Sid Gillman

To the average football fan in 2016 the name Sid Gillman means nothing. And that is a shame. Sid Gillman the “father of the passing game” should be more well-known to the everyday fan like Vince Lombardi or Paul Brown but sadly, he’s not.

Growing up in the 90’s and the early 2000’s I found my way to Gillman by watching old Chargers games featuring John Hadl and Lance Alworth. It was Gillman who revolutionized the vertical passing game with one of the greatest leapers of all-time in Alworth, but he is rarely talked about by those football fans who recall the old days.

There are many reasons for this, and that is why I encourage you to read one of the greatest biographies I have read in my life, “Sid Gillman: Father of the Passing Game” by Josh Katzowitz. Katzowitz beautifully details Gillman’s entire life— explaining why he is not only a true innovator and how his breakthroughs in the 1950’s still ring true today, but why he is not more widely known.

Has your favorite NFL team ever scored on a seam route down the middle of the field? You can thank Gillman for that. Does your team have a tight end who does more than block? Yep, that’s Gillman. Sid was the first coach to breakdown game film and did so for the pure enjoyment of the game before needing it to beat his opponents…but he did that too.

His coaching tree is equal to, if not the single greatest in football.
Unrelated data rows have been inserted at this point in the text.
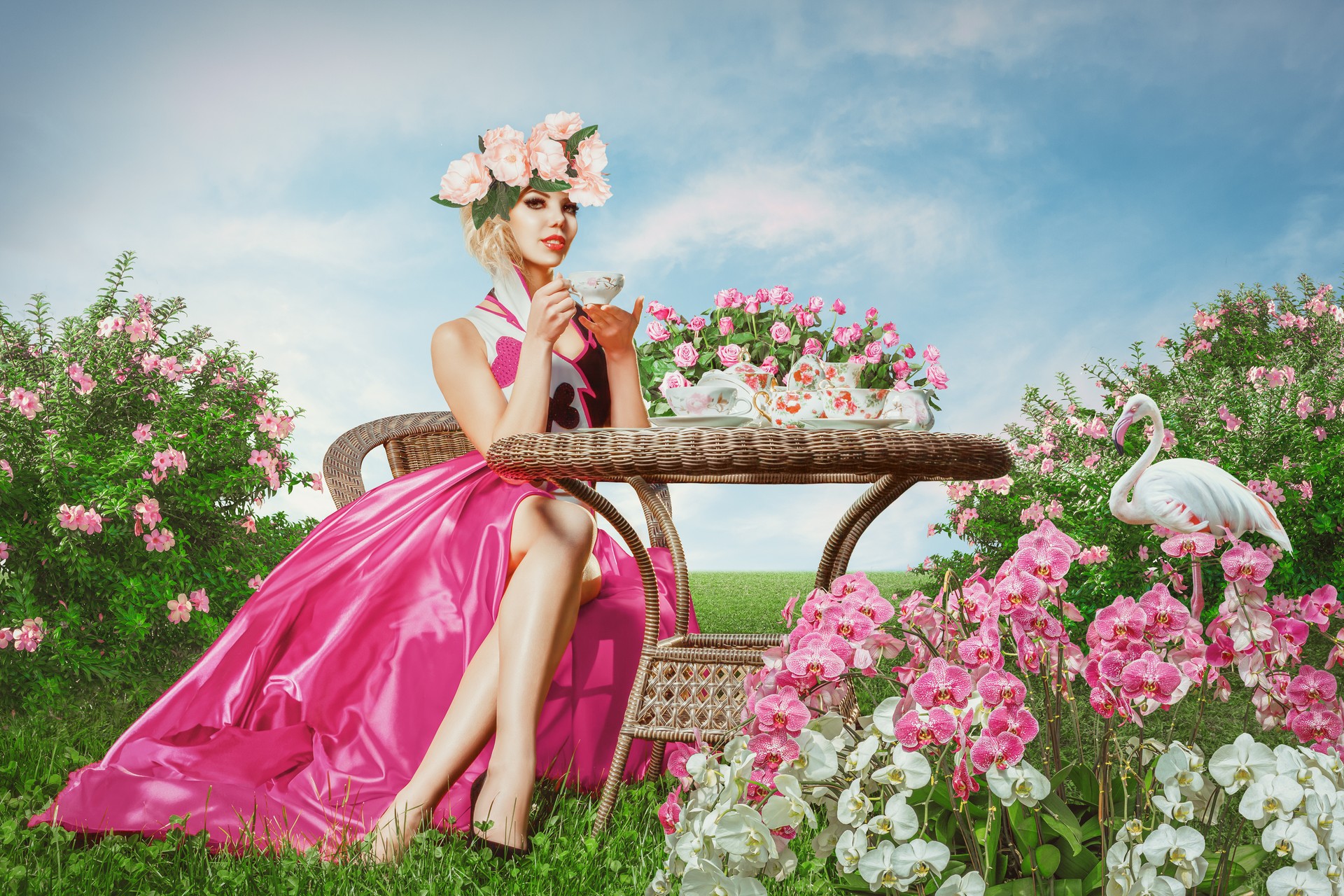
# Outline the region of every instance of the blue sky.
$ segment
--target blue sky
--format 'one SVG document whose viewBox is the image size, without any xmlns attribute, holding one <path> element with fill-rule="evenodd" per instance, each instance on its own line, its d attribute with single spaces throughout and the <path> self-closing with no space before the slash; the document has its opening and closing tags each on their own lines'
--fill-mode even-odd
<svg viewBox="0 0 1344 896">
<path fill-rule="evenodd" d="M 727 286 L 876 305 L 942 349 L 943 431 L 1001 431 L 1024 384 L 1219 289 L 1344 266 L 1339 4 L 194 5 L 0 9 L 0 301 L 73 314 L 133 249 L 137 290 L 185 297 L 305 408 L 306 470 L 445 407 L 429 337 L 488 278 L 427 196 L 478 133 L 562 109 L 601 126 L 613 189 L 569 267 L 687 316 Z M 692 568 L 806 568 L 860 490 L 673 505 Z M 851 568 L 949 547 L 942 506 L 917 486 Z"/>
</svg>

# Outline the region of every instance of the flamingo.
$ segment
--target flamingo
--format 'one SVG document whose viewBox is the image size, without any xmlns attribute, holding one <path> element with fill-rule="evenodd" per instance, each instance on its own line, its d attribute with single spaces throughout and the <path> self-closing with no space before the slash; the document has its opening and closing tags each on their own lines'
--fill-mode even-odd
<svg viewBox="0 0 1344 896">
<path fill-rule="evenodd" d="M 1125 433 L 1144 418 L 1153 420 L 1148 449 L 1110 489 L 1110 512 L 1117 520 L 1134 525 L 1156 523 L 1173 532 L 1208 532 L 1230 540 L 1239 539 L 1245 532 L 1259 532 L 1285 551 L 1293 549 L 1288 531 L 1270 502 L 1223 467 L 1188 457 L 1153 463 L 1165 430 L 1157 403 L 1142 392 L 1125 402 L 1125 410 L 1111 427 L 1111 439 L 1121 454 L 1125 451 Z M 1129 500 L 1130 490 L 1133 500 Z M 1204 609 L 1199 557 L 1192 557 L 1191 563 L 1191 610 L 1199 614 Z"/>
</svg>

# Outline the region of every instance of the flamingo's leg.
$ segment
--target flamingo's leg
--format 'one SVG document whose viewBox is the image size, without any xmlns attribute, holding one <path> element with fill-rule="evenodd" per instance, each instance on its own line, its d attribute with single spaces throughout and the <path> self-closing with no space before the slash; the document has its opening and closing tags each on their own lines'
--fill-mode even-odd
<svg viewBox="0 0 1344 896">
<path fill-rule="evenodd" d="M 1204 611 L 1204 576 L 1200 574 L 1198 556 L 1192 556 L 1189 562 L 1189 582 L 1192 588 L 1189 614 L 1198 621 Z"/>
</svg>

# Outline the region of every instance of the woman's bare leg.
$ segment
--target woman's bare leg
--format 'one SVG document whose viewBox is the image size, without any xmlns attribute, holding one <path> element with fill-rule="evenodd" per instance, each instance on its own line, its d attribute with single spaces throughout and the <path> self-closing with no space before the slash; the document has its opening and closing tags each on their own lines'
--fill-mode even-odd
<svg viewBox="0 0 1344 896">
<path fill-rule="evenodd" d="M 536 783 L 536 724 L 579 611 L 581 579 L 593 552 L 597 527 L 581 508 L 556 501 L 551 531 L 528 551 L 513 574 L 526 588 L 509 588 L 500 618 L 509 621 L 499 639 L 499 700 L 489 776 L 476 821 L 492 822 L 487 840 L 526 845 L 527 814 Z M 538 600 L 550 591 L 552 599 Z"/>
<path fill-rule="evenodd" d="M 550 575 L 544 576 L 550 583 L 550 587 L 534 590 L 535 586 L 530 586 L 527 582 L 523 582 L 520 588 L 515 588 L 513 586 L 515 572 L 528 553 L 531 553 L 532 545 L 539 540 L 548 537 L 554 529 L 551 524 L 539 519 L 544 513 L 546 508 L 536 505 L 547 501 L 554 501 L 554 498 L 538 497 L 536 501 L 528 498 L 519 504 L 512 532 L 509 572 L 505 579 L 505 596 L 500 606 L 500 615 L 503 618 L 509 618 L 505 615 L 505 602 L 511 606 L 513 603 L 519 603 L 516 600 L 508 600 L 511 594 L 517 595 L 521 592 L 527 595 L 531 592 L 532 596 L 530 599 L 534 602 L 536 594 L 554 594 L 559 599 L 559 603 L 567 603 L 564 595 L 555 594 L 554 582 L 558 578 L 555 574 L 559 571 L 554 570 L 554 566 Z M 569 516 L 573 517 L 573 514 Z M 573 521 L 570 524 L 573 525 Z M 538 559 L 543 563 L 544 553 L 546 551 L 538 555 Z M 595 598 L 601 590 L 601 567 L 593 556 L 590 547 L 579 583 L 579 603 L 587 603 Z M 527 606 L 528 604 L 524 599 L 524 609 Z M 551 641 L 551 649 L 546 662 L 546 668 L 550 669 L 546 677 L 546 688 L 550 686 L 550 678 L 555 674 L 555 668 L 559 665 L 560 657 L 564 654 L 564 647 L 573 634 L 574 621 L 570 619 L 569 615 L 577 615 L 577 607 L 574 614 L 564 614 L 560 619 L 558 619 L 560 625 L 559 629 L 554 631 L 555 637 Z M 391 805 L 387 807 L 387 811 L 383 813 L 383 817 L 379 818 L 375 825 L 375 829 L 382 832 L 375 844 L 376 858 L 387 860 L 396 857 L 405 842 L 419 827 L 425 815 L 431 811 L 439 801 L 442 801 L 449 786 L 466 771 L 472 760 L 485 747 L 487 742 L 489 742 L 491 735 L 495 733 L 500 664 L 499 625 L 496 625 L 487 634 L 485 639 L 472 656 L 470 662 L 464 670 L 458 690 L 453 696 L 453 701 L 449 705 L 448 712 L 444 715 L 444 721 L 439 723 L 438 731 L 435 732 L 425 758 L 421 760 L 419 767 L 415 770 L 415 774 L 396 794 L 396 797 L 394 797 Z M 543 699 L 546 688 L 542 690 Z M 540 703 L 538 701 L 536 713 L 539 712 Z M 531 731 L 535 752 L 535 720 Z M 495 789 L 492 787 L 492 790 Z"/>
</svg>

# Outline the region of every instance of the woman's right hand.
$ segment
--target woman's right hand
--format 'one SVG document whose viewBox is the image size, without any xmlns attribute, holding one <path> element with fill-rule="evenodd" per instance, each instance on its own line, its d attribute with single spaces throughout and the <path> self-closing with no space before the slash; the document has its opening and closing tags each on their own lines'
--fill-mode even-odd
<svg viewBox="0 0 1344 896">
<path fill-rule="evenodd" d="M 578 310 L 578 304 L 570 298 L 570 281 L 559 274 L 535 293 L 527 314 L 527 334 L 535 336 L 547 345 L 564 334 L 570 320 Z"/>
</svg>

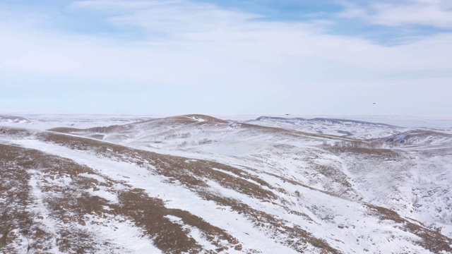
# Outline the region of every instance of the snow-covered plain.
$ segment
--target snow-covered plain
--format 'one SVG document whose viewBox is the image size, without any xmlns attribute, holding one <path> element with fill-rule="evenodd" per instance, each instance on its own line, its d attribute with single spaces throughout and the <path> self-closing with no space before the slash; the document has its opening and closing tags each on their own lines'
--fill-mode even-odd
<svg viewBox="0 0 452 254">
<path fill-rule="evenodd" d="M 4 252 L 452 252 L 451 126 L 26 116 L 0 116 Z"/>
</svg>

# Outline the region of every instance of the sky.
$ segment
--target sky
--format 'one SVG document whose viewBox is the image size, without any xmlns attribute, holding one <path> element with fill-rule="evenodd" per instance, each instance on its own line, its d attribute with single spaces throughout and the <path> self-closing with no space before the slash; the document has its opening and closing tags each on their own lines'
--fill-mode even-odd
<svg viewBox="0 0 452 254">
<path fill-rule="evenodd" d="M 0 111 L 452 115 L 450 0 L 0 0 Z"/>
</svg>

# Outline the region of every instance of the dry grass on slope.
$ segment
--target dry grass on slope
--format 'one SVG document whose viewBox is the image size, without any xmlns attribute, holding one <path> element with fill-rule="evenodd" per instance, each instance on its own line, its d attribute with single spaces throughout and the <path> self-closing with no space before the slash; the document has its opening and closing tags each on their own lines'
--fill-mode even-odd
<svg viewBox="0 0 452 254">
<path fill-rule="evenodd" d="M 274 189 L 268 183 L 249 175 L 245 171 L 217 162 L 194 161 L 184 157 L 162 155 L 83 138 L 43 133 L 40 135 L 40 138 L 72 149 L 90 151 L 113 160 L 126 160 L 148 167 L 151 172 L 167 177 L 170 183 L 179 182 L 204 199 L 214 201 L 219 205 L 242 214 L 269 237 L 299 252 L 304 251 L 308 246 L 313 246 L 319 250 L 326 250 L 331 253 L 340 253 L 329 246 L 323 240 L 314 237 L 311 233 L 298 226 L 287 226 L 290 224 L 289 222 L 279 219 L 275 215 L 254 209 L 237 200 L 225 198 L 206 190 L 209 186 L 206 183 L 206 179 L 209 179 L 224 188 L 235 190 L 252 198 L 258 199 L 260 202 L 268 202 L 278 205 L 275 202 L 278 197 L 273 191 L 283 190 Z M 148 167 L 150 165 L 152 167 Z M 256 183 L 252 181 L 256 181 Z M 306 214 L 290 210 L 287 210 L 287 212 L 297 214 L 300 219 L 310 220 Z"/>
<path fill-rule="evenodd" d="M 126 246 L 102 240 L 95 230 L 107 226 L 113 231 L 115 224 L 125 220 L 141 229 L 143 236 L 163 253 L 198 253 L 203 250 L 191 236 L 190 230 L 172 222 L 167 215 L 180 217 L 186 224 L 198 229 L 217 248 L 206 253 L 242 248 L 237 239 L 201 218 L 186 211 L 167 209 L 162 200 L 149 197 L 143 190 L 100 176 L 93 169 L 69 159 L 0 145 L 0 163 L 1 253 L 21 252 L 19 250 L 24 248 L 35 253 L 50 253 L 54 248 L 71 253 L 125 253 Z M 37 181 L 36 186 L 30 186 L 32 178 Z M 44 210 L 30 212 L 38 206 L 32 194 L 32 188 L 39 188 L 42 193 Z M 99 190 L 116 195 L 119 202 L 90 194 Z M 54 222 L 55 231 L 42 223 L 47 218 Z M 24 245 L 28 246 L 20 247 Z"/>
</svg>

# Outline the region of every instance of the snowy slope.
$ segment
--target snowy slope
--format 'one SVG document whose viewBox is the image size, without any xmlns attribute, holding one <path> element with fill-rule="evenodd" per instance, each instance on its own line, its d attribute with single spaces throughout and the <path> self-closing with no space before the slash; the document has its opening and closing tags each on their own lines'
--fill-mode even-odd
<svg viewBox="0 0 452 254">
<path fill-rule="evenodd" d="M 452 251 L 447 140 L 382 149 L 203 115 L 4 130 L 1 250 Z"/>
</svg>

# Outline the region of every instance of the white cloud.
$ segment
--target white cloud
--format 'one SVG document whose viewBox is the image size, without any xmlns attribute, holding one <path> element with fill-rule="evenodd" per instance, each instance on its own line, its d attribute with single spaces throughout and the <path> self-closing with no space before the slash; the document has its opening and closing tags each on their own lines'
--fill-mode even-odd
<svg viewBox="0 0 452 254">
<path fill-rule="evenodd" d="M 215 92 L 229 97 L 240 93 L 242 100 L 254 99 L 237 104 L 237 109 L 246 104 L 270 111 L 296 107 L 303 102 L 319 109 L 311 113 L 330 110 L 328 102 L 343 105 L 343 110 L 363 113 L 353 103 L 378 99 L 369 91 L 378 92 L 379 86 L 389 92 L 393 86 L 394 91 L 405 92 L 399 102 L 397 95 L 384 99 L 388 109 L 422 94 L 433 102 L 438 92 L 425 87 L 439 82 L 439 90 L 444 90 L 452 82 L 451 76 L 438 81 L 429 74 L 452 69 L 451 34 L 384 47 L 358 37 L 329 35 L 319 23 L 263 22 L 254 13 L 186 1 L 83 1 L 71 6 L 71 11 L 87 9 L 101 11 L 99 17 L 115 25 L 140 28 L 145 36 L 124 40 L 114 35 L 44 29 L 21 23 L 22 15 L 10 10 L 10 17 L 16 18 L 0 21 L 0 73 L 44 75 L 61 83 L 68 79 L 92 80 L 89 85 L 81 83 L 82 88 L 96 85 L 96 80 L 145 92 L 150 86 L 164 86 L 191 91 L 187 95 L 198 100 L 203 96 L 215 97 Z M 158 31 L 165 36 L 155 35 Z M 413 83 L 409 73 L 419 71 L 424 75 L 411 90 L 405 90 Z M 408 74 L 394 75 L 397 73 Z M 158 94 L 157 90 L 153 92 Z M 381 90 L 377 93 L 384 97 Z M 270 96 L 278 99 L 265 102 Z M 227 101 L 210 99 L 215 100 Z"/>
<path fill-rule="evenodd" d="M 345 2 L 344 6 L 345 10 L 340 16 L 363 18 L 373 24 L 452 28 L 452 9 L 448 0 L 405 0 L 368 6 Z"/>
</svg>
Names like Chuck Knoll, Al Davis, John Madden, Don Coryell, Dick Vermeil, Bill Walsh, Joe Gibbs, Bum Phillips and John Fox coached under or were influenced greatly by Gillman directly. And the list could go on and on.

If you consider yourself a true football fan or just enjoy learning the history of the game millions of Americans love, do yourself a favor pick up this book, or do a google search on one the greatest coaches ever.